Tutorial: Migrate captured Event Hubs data to Azure Synapse Analytics using Event Grid and Azure Functions
Azure Event Hubs Capture enables you to automatically capture the streaming data in Event Hubs in an Azure Blob storage or Azure Data Lake Storage. This tutorial shows you how to migrate captured Event Hubs data from Storage to Azure Synapse Analytics by using an Azure function that's triggered by Event Grid.
This diagram depicts the workflow of the solution you build in this tutorial:
- Data sent to an Azure event hub is captured in an Azure blob storage.
- When the data capture is complete, an event is generated and sent to Azure Event Grid.
- Azure Event Grid forwards this event data to an Azure function app.
- The function app uses the blob URL in the event data to retrieve the blob from the storage.
- The function app migrates the blob data to an Azure Synapse Analytics.

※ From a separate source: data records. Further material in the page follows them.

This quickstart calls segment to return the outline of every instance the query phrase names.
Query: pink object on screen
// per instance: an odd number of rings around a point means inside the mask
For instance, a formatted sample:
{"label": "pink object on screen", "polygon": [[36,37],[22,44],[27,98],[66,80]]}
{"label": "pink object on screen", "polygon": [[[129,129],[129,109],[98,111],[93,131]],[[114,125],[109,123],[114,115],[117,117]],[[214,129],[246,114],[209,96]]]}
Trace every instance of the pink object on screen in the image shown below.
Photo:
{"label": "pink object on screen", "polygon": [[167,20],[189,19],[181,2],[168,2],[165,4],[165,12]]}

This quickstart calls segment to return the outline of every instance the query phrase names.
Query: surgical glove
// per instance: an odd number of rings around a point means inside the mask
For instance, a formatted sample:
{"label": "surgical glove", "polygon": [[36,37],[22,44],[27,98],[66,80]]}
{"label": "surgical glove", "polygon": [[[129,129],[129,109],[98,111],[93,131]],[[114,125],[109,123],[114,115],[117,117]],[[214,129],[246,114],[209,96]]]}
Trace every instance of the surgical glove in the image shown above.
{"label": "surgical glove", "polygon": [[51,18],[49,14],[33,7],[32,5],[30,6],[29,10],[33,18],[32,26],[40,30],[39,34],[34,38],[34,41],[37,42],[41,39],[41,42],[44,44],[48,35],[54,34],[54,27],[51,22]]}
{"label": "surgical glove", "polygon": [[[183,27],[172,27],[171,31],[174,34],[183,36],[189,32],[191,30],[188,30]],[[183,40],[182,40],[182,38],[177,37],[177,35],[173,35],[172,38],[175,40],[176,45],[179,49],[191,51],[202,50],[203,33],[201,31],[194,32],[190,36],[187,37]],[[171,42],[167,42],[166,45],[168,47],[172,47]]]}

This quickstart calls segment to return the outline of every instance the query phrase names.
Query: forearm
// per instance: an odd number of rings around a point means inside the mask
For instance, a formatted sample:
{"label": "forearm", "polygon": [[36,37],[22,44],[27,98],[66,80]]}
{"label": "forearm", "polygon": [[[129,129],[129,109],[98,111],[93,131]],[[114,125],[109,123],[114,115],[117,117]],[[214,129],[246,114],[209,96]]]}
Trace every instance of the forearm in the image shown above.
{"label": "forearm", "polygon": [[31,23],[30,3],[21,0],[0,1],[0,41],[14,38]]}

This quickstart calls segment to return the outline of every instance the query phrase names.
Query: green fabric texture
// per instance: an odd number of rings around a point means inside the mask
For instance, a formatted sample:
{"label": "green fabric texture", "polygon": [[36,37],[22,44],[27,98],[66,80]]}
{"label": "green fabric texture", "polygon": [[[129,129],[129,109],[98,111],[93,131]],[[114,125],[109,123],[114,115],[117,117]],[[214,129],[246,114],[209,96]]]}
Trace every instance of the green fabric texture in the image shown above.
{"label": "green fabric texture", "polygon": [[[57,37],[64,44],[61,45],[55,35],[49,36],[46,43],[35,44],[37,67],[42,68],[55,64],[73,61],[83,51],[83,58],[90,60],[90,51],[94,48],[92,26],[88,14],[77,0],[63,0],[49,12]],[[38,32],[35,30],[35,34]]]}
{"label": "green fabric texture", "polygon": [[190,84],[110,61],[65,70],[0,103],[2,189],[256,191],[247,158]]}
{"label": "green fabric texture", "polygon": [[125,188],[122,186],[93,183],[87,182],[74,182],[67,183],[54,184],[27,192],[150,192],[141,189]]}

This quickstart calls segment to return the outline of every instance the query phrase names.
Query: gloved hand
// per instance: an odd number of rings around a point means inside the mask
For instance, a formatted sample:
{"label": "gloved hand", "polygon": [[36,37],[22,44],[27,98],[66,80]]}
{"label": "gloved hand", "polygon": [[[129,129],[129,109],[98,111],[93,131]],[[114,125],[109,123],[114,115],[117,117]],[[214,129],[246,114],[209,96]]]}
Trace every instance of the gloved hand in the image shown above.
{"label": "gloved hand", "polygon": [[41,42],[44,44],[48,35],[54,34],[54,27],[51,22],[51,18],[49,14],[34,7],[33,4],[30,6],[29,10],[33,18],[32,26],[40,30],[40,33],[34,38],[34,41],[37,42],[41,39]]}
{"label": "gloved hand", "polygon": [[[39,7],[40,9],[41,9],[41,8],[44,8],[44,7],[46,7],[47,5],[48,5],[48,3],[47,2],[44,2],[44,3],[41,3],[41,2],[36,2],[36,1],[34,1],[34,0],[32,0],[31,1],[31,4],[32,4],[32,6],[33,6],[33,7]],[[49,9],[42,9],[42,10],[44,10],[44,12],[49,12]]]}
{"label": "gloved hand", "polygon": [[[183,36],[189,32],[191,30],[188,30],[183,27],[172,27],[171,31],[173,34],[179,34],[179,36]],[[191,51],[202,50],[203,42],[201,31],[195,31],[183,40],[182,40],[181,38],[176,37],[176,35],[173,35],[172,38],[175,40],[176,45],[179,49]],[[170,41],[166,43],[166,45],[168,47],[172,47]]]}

In this article, you take the following steps:
- Deploy the required infrastructure for the tutorial
- Publish code to a Functions App
- Create an Event Grid subscription
- Stream sample data into Event Hubs
- Verify captured data in Azure Synapse Analytics
Prerequisites
To complete this tutorial, you must have:
- An Azure subscription. If you don't have an Azure subscription, create a Trial before you begin.
- Visual studio with workloads for: .NET desktop development, Azure development, ASP.NET and web development, Node.js development, and Python development.
- Download the EventHubsCaptureEventGridDemo sample project to your computer.
- WindTurbineDataGenerator - A simple publisher that sends sample wind turbine data to a capture-enabled event hub
- FunctionDWDumper - An Azure Function that receives a notification from Azure Event Grid when an Avro file is captured to the Azure Storage blob. It receives the blob’s URI path, reads its contents, and pushes this data to Azure Synapse Analytics (dedicated SQL pool).
Deploy the infrastructure
In this step, you deploy the required infrastructure with a Resource Manager template. When you deploy the template, the following resources are created:
- Event hub with the Capture feature enabled.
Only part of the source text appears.